9600GT 1gb - my msi afterburner is it safe?

Master_gray_101

New member
Good day to all,

Now,i have a 9600GT 1gb and it's really starting to showing it's age and i got MSI afterburner and overclocked it and the following is my results:

Core clock: 740mhz
Shader clock: 1850mhz
Memory clock: 1000mhz

Temps:
idle :42c
stressed (Farcry3): 58c - 60c

I have tested it on my own way (will stress test with a real test) playing Farcry 3,now when my core clock is on 750 and up i get driver crash so i got to a point where 740 with 1000 memory holds up fine,i play the game on ultra high for 20 mints and then i switch to high and played for 10 to 15mints and my temps stayed at 58c - 60c max,so do you guys think that this is stable or can i do something better?

just if you need to know: GeForce 9600 GT on G94 GPU
and on (ultra high FPS is 21) and on (high it's 25 average)

Thanks for reading.
 
do a real stress test with msi kombustor for example, at least a couple hours
you can't really tell if it's stable if you haven't done this

for higher clocks to be stable you need to up the voltage a bit,
i assume you haven't done this because you didn't include anything with voltages
 
No don't run Kombustor it's just a power virus.

Just play your games and if they crash you've gone too far. Even if it's stable in Kombustor it doesn't mean it's stable whilst gaming.
 
Hi Cru3L139,

i will test tomorrow with msi kombustor,i have a problem with the voltage slider it's not unlocked i have tried the .cfg file edit and also in the setting do you maybe know how to unlock it?and will it make me go more then the 740 mark?

edit:late post did not see you AlienALX, so no kombustor anything i can test with?
 
Use something which simulates a real gaming workload. Unigine: Heaven, Unigine: Valley, 3D Mark 11 (or the new one) - all good bets.

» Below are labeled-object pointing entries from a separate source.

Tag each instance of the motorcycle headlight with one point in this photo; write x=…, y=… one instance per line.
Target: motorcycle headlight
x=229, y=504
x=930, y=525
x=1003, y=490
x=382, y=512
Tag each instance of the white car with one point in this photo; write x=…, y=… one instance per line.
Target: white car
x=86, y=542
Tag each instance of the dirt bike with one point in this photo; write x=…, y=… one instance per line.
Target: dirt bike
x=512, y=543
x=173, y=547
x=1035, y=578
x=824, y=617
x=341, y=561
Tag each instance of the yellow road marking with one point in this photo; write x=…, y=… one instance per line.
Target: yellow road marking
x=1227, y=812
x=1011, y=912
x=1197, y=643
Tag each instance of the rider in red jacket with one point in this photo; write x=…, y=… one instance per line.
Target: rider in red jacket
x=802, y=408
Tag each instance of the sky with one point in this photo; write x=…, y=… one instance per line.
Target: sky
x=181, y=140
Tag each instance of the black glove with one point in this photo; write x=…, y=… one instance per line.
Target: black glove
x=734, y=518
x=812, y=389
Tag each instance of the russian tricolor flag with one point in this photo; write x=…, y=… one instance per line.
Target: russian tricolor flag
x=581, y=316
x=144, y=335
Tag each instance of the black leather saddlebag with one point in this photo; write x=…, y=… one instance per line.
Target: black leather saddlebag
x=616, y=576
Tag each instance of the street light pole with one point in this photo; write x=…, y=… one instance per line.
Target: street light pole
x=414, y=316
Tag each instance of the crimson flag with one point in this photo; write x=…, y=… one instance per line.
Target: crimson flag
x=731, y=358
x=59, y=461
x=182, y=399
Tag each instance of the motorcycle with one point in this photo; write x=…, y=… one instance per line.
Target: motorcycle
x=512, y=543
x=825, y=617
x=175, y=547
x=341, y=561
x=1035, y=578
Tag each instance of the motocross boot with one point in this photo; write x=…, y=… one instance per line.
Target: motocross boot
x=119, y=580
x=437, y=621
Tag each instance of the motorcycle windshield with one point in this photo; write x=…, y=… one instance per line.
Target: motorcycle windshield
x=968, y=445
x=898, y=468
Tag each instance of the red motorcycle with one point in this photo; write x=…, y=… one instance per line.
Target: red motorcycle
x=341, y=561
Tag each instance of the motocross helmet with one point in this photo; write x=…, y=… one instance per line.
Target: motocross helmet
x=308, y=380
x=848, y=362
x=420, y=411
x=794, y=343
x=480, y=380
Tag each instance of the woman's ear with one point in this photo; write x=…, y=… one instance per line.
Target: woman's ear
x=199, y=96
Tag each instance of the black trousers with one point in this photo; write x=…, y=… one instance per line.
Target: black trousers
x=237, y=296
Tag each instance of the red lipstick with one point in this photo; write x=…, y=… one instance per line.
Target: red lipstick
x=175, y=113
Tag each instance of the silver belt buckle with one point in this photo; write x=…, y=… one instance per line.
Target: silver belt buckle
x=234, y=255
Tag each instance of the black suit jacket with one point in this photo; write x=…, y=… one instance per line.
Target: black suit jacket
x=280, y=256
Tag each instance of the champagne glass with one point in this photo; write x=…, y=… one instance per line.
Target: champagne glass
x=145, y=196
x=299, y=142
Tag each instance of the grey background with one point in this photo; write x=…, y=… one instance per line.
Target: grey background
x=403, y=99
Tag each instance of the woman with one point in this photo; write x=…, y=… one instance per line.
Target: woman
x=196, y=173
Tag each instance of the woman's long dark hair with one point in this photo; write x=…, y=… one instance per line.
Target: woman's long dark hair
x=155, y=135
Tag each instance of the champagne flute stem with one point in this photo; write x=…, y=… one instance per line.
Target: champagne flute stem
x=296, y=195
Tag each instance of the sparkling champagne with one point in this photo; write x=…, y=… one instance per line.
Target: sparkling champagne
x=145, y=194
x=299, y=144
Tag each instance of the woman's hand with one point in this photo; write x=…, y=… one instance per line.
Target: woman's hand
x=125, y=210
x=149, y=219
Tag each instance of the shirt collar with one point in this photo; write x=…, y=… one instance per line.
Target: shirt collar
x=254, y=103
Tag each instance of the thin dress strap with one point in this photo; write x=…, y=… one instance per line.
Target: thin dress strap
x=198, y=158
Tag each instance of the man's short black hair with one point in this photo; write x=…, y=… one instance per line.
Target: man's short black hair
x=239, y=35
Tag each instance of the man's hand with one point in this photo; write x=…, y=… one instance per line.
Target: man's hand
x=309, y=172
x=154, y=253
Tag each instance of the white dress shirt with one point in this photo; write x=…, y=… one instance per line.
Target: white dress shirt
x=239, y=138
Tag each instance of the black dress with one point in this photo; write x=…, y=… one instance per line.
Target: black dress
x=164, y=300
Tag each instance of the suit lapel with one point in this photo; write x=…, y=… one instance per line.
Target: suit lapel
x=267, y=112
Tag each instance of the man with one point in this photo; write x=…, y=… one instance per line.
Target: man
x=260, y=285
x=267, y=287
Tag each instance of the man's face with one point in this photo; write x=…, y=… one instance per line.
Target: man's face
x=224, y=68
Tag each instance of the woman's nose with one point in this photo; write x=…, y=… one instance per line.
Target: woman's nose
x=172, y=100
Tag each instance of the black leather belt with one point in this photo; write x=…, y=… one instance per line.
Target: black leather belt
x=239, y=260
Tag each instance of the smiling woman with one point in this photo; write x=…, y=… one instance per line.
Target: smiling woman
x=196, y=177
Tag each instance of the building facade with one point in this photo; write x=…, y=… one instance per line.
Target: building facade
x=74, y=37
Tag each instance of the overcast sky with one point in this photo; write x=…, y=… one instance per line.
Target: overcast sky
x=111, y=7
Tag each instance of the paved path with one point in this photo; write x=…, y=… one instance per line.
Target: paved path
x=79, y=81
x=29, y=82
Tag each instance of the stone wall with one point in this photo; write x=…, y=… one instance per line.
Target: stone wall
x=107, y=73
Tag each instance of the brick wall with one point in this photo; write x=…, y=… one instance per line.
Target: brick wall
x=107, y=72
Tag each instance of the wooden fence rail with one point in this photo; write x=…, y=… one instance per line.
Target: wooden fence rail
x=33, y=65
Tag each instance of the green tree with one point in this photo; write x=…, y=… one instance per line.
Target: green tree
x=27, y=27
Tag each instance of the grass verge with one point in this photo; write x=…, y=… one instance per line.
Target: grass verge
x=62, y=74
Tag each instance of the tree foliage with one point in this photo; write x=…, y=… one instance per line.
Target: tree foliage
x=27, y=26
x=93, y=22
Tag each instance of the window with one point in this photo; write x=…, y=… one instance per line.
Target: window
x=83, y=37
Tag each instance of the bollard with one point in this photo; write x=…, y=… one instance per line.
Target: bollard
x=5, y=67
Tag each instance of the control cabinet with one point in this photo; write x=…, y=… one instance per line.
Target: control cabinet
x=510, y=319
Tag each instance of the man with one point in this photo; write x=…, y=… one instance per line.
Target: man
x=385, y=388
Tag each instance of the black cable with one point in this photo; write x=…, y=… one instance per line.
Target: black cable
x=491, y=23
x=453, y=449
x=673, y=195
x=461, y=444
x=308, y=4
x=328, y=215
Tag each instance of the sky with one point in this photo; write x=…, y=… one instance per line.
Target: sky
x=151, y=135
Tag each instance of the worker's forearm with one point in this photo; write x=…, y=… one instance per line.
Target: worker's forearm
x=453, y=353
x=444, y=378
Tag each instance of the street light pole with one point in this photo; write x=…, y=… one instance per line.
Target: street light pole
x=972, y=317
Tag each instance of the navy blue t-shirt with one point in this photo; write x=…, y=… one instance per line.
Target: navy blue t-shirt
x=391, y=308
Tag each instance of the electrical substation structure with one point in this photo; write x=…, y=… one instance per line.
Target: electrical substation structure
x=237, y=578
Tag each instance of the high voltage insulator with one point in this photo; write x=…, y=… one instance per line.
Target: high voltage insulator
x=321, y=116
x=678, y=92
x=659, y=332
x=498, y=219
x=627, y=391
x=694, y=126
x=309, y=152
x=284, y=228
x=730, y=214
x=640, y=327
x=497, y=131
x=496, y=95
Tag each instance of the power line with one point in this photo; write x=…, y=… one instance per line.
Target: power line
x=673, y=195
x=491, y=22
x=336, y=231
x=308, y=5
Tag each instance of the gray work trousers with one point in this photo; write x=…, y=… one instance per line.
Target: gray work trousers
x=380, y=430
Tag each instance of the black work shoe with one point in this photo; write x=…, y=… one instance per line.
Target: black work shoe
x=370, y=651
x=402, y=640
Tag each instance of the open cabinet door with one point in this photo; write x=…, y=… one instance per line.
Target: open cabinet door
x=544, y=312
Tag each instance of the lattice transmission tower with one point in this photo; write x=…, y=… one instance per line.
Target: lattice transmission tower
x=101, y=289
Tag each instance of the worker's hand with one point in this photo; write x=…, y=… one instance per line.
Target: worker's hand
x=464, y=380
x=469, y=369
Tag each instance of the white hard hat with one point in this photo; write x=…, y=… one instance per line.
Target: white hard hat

Kombustor, Furmark and similar programs have the tendency to kill graphics cards, especially the older ones. Run for half an hour to test short term stability, then when you think you've found your best clock for 24/7 usage just let it loop for as long as you can. I'd advise on a minimum of 6 hours but 12 would be preferable.

Also, the maximum presets in such benchmarks are not always the best. Run at maximum, but also run at the lowest you can at your res. Textures down low, Anti-Aliasing off, etc.
I've had more instability running the 'easier' tests than I have with everything set to 11.
 
I still don't understand why you guys always recommend stress testing for half a day, or more. Any sort of computer hardware get's to a certain point where it reaches it's maximum temperature, and that is usually within half an hour. Now, unless that specific stress test is doing something different every 5 minutes, there is no need to let it loop the same thing for 12 hours. If it didn't crash within the hour, it isn't going to. I have yet to see a GPU, CPU, RAM or any other crash-prone component crash only after half a day of testing.
 
A stable overclock is not just about temps. More often than not an overclock will fail due to errors and not temps. Those errors might happen at boot, 5 minutes of stress testing, 10 hours of testing, etc.
 
i'll use Unigine: Heaven to test with,i'll see how long maybe 3 hours because i have a lot to do on my rig,

this my be a dumb question and i think i know the answer,if a games crashes do i have to bring down the core clock or the memory?i think it's the core clock right?
 
It's both, actually, but you might get away with lowering the memory frequency only. You should overclock the core first to the point where it can't go any further, and when you know that you have a stable overclock on that, you can start fine tuning the memory.